To implement these functionalities, create a token.rs file within the src/utils/ directory and include the provided code:
src/utils/token.rs
use chrono::{Duration, Utc};
use jsonwebtoken::{decode, encode, Algorithm, DecodingKey, EncodingKey, Header, Validation};
use serde::{Deserialize, Serialize};
use crate::error::{ErrorMessage, HttpError};
#[derive(Debug, Serialize, Deserialize)]
pub struct TokenClaims {
pub sub: String,
pub iat: usize,
pub exp: usize,
}
pub fn create_token(
user_id: &str,
secret: &[u8],
expires_in_seconds: i64,
) -> Result<String, jsonwebtoken::errors::Error> {
if user_id.is_empty() {
return Err(jsonwebtoken::errors::ErrorKind::InvalidSubject.into());
}
let now = Utc::now();
let iat = now.timestamp() as usize;
let exp = (now + Duration::minutes(expires_in_seconds)).timestamp() as usize;
let claims: TokenClaims = TokenClaims {
sub: user_id.to_string(),
exp,
iat,
};
encode(
&Header::default(),
&claims,
&EncodingKey::from_secret(secret),
)
}
pub fn decode_token<T: Into<String>>(token: T, secret: &[u8]) -> Result<String, HttpError> {
let decoded = decode::<TokenClaims>(
&token.into(),
&DecodingKey::from_secret(secret),
&Validation::new(Algorithm::HS256),
);
match decoded {
Ok(token) => Ok(token.claims.sub),
Err(_) => Err(HttpError::new(ErrorMessage::InvalidToken.to_string(), 401)),
}
}
Creating the Database Access Layer
Now, our focus shifts to creating functions that will facilitate communication with the database. These functions are dedicated to querying and inserting records, using the SQLx toolkit.
You might be wondering why we’re not embedding the database access code directly within the route handlers. The rationale is twofold: it enables us to write unit tests for each function individually and ensures a cleaner and more organized codebase, as we can reuse these functions across our unit tests.

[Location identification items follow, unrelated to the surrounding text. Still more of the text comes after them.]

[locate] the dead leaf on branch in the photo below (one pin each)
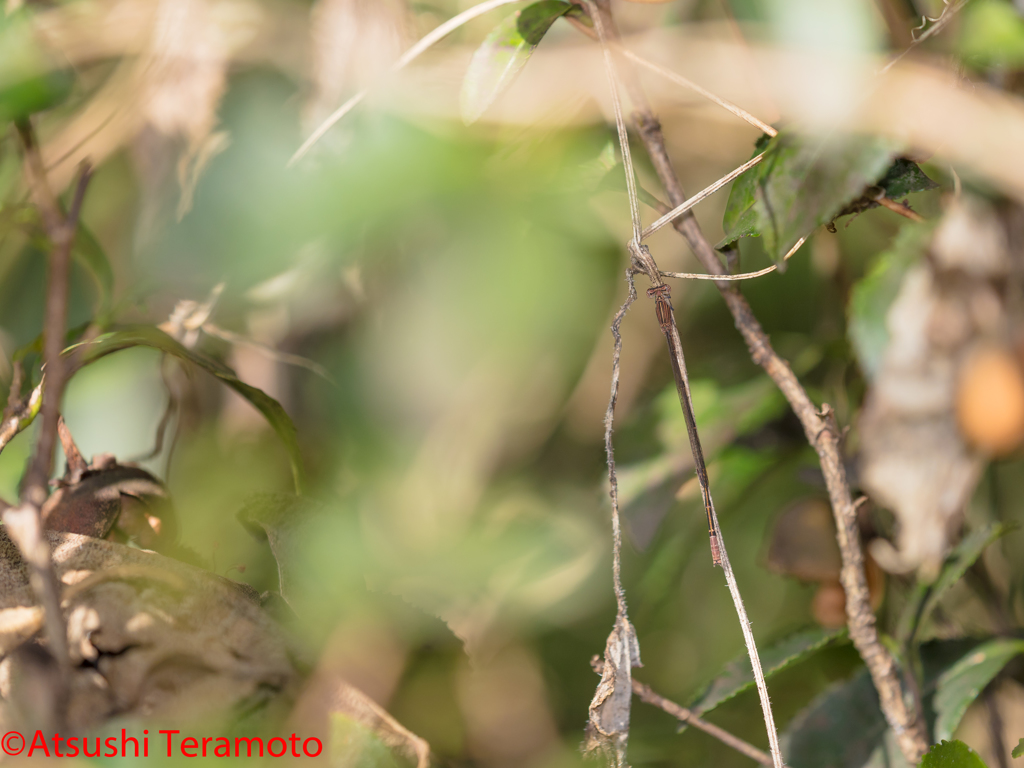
(608, 727)
(918, 460)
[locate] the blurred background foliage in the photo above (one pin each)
(454, 288)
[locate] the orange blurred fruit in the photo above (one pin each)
(990, 400)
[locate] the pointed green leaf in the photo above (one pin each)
(844, 727)
(962, 683)
(803, 182)
(150, 336)
(841, 728)
(951, 755)
(737, 675)
(503, 54)
(903, 178)
(926, 596)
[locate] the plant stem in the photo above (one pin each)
(646, 694)
(821, 431)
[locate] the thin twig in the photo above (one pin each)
(24, 523)
(901, 208)
(604, 25)
(426, 42)
(821, 432)
(683, 715)
(609, 451)
(55, 323)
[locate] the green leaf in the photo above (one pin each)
(951, 755)
(31, 79)
(962, 683)
(503, 54)
(956, 563)
(737, 675)
(148, 336)
(903, 178)
(844, 727)
(841, 728)
(354, 745)
(804, 181)
(873, 294)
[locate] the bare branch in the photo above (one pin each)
(901, 208)
(683, 715)
(24, 523)
(821, 432)
(425, 43)
(679, 80)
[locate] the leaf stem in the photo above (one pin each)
(822, 433)
(683, 715)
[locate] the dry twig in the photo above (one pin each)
(643, 261)
(24, 522)
(821, 432)
(644, 693)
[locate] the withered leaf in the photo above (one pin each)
(608, 728)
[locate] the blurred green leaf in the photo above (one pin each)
(503, 53)
(841, 728)
(722, 413)
(354, 745)
(965, 680)
(31, 79)
(903, 178)
(803, 182)
(992, 35)
(844, 727)
(927, 596)
(278, 517)
(150, 336)
(738, 676)
(871, 297)
(951, 755)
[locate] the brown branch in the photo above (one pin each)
(24, 523)
(645, 694)
(821, 431)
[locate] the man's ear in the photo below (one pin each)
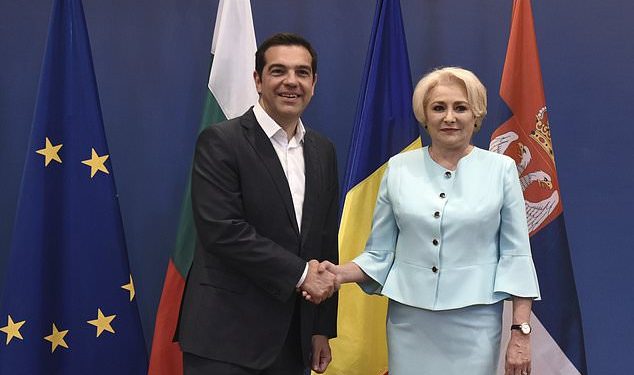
(314, 82)
(258, 81)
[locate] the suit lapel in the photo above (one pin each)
(313, 182)
(262, 146)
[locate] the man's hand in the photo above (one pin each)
(319, 283)
(321, 353)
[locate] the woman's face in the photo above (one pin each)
(450, 120)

To create these functions, navigate to the src/db.rs file and replace its existing content with the provided code below:
src/db.rs
use crate::models::UserRole;
use async_trait::async_trait;
use sqlx::{Pool, Postgres};
use uuid::Uuid;
use crate::models::User;
#[derive(Debug, Clone)]
pub struct DBClient {
pool: Pool<Postgres>,
}
impl DBClient {
pub fn new(pool: Pool<Postgres>) -> Self {
DBClient { pool }
}
}
#[async_trait]
pub trait UserExt {
async fn get_user(
&self,
user_id: Option<Uuid>,
name: Option<&str>,
email: Option<&str>,
) -> Result<Option<User>, sqlx::Error>;
async fn get_users(&self, page: u32, limit: usize) -> Result<Vec<User>, sqlx::Error>;
async fn save_user<T: Into<String> + Send>(
&self,
name: T,
email: T,
password: T,
) -> Result<User, sqlx::Error>;
async fn save_admin_user<T: Into<String> + Send>(
&self,
name: T,
email: T,
password: T,
) -> Result<User, sqlx::Error>;
}
#[async_trait]
impl UserExt for DBClient {
async fn get_user(
&self,
user_id: Option<uuid::Uuid>,
name: Option<&str>,
email: Option<&str>,
) -> Result<Option<User>, sqlx::Error> {
let mut user: Option<User> = None;
if let Some(user_id) = user_id {
user = sqlx::query_as!(User, r#"SELECT id,name, email, password, photo,verified,created_at,updated_at,role as "role: UserRole" FROM users WHERE id = $1"#, user_id)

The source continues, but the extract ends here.